Politique
Alors que plusieurs opposants, armés et non armés, appellent à l’organisation d’un dialogue inclusif pour faire face à la crise sécuritaire persistante à l’Est de la République démocratique du Congo, une voix discordante s’élève sur la scène politique nationale.
L’homme socio-politique congolais Stéphane Muadi Van, président du Mouvement Réformateur Congolais (MRC) et de la Fondation Afrique et grand notable du Kasaï, est sorti de son silence dans une interview accordée à Portail d’Afrique ce 20 février 2026 pour rejeter catégoriquement toute initiative de dialogue à deux ans de la fin du second mandat du président Félix Tshisekedi.
« Laisser Tshisekedi finir son mandat »
Pour Stéphane Muadi Van, la priorité actuelle ne doit pas être l’organisation d’un nouveau dialogue politique, mais le respect du calendrier constitutionnel.
« Il reste deux ans au président Félix Tshisekedi pour terminer son mandat et organiser les élections. Il faut le laisser aller jusqu’en 2028 et quitter la scène politique conformément à la Constitution », affirme-t-il.
Selon lui, convoquer un dialogue à ce stade risquerait de prolonger le pouvoir en place et de retarder le processus électoral.
« Convoquer le dialogue maintenant ferait de Tshisekedi l’homme le plus puissant du pays, dirigeant toutes les forces politiques. Cela conduirait au partage de gâteau et au report des élections », estime-t-il.
Le “dialogue à la congolaise” remis en cause
Stéphane Muadi Van considère que le concept de dialogue national est devenu inefficace.
> « Le temps du dialogue est révolu. Les dialogues que nous avons connus, depuis l’époque coloniale jusqu’à l’ère Mobutu, ont souvent été des exercices coûteux et sans résultats concrets », déclare-t-il.

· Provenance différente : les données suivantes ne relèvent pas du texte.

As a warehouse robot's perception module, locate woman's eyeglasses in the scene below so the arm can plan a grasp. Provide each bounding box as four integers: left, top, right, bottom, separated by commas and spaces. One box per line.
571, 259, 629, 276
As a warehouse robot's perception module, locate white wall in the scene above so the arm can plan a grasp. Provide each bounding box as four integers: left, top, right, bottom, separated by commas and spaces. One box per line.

Il critique ce qu’il appelle « le dialogue à la congolaise », qu’il décrit comme long, onéreux et inefficace.
« On réunit tout le monde, on loge dans de beaux hôtels, on promet des solutions… mais au final, cela ne donne rien. »
Des consultations sérieuses plutôt qu’un dialogue politique
En lieu et place d’un dialogue formel, Stéphane Muadi Van propose une approche différente : des consultations sérieuses et structurées.
« Il faudrait des consultations menées par une personnalité neutre, désignée par un comité de sages, qui irait à la rencontre des forces politiques et de la société civile pour écouter et proposer des solutions concrètes. »
Toutefois, il précise que même ces consultations ne doivent pas servir de prétexte à un prolongement du pouvoir en place.
Hommage aux 20 ans de la Constitution congolaise
Profitant du 20ᵉ anniversaire de la Constitution congolaise adoptée par référendum le 18 décembre 2005 et promulguée le 18 février 2006 Stéphane Muadi Van a rendu hommage à ce qu’il qualifie de « texte fondateur » de la IIIᵉ République.
« Alors que nous célébrons les 20 ans de notre Constitution, il est inacceptable de vouloir la modifier aujourd’hui », déclare-t-il.
Il dénonce toutefois des « violations répétées » de la Loi fondamentale et appelle à son application stricte.
« Cette Constitution devra être réformée dans l’avenir, mais cela nécessite du temps, de la réflexion et du courage. En aucun cas elle ne doit être modifiée dans un contexte de crise ou d’instabilité politique. »
Un appel à la stabilité institutionnelle
Pour Stéphane Muadi Van, la sortie de crise passe d’abord par le respect des institutions et des échéances constitutionnelles.
Il appelle l’opposition à éviter toute démarche susceptible de fragiliser davantage le pays à l’approche de la fin du mandat présidentiel.
« La RDC a besoin de stabilité, de responsabilité et d’un respect strict de ses textes juridiques. »
À deux ans de l’échéance électorale, la position de Stéphane Muadi Van vient alimenter le débat national entre partisans d’un dialogue inclusif et défenseurs du respect strict du calendrier constitutionnel.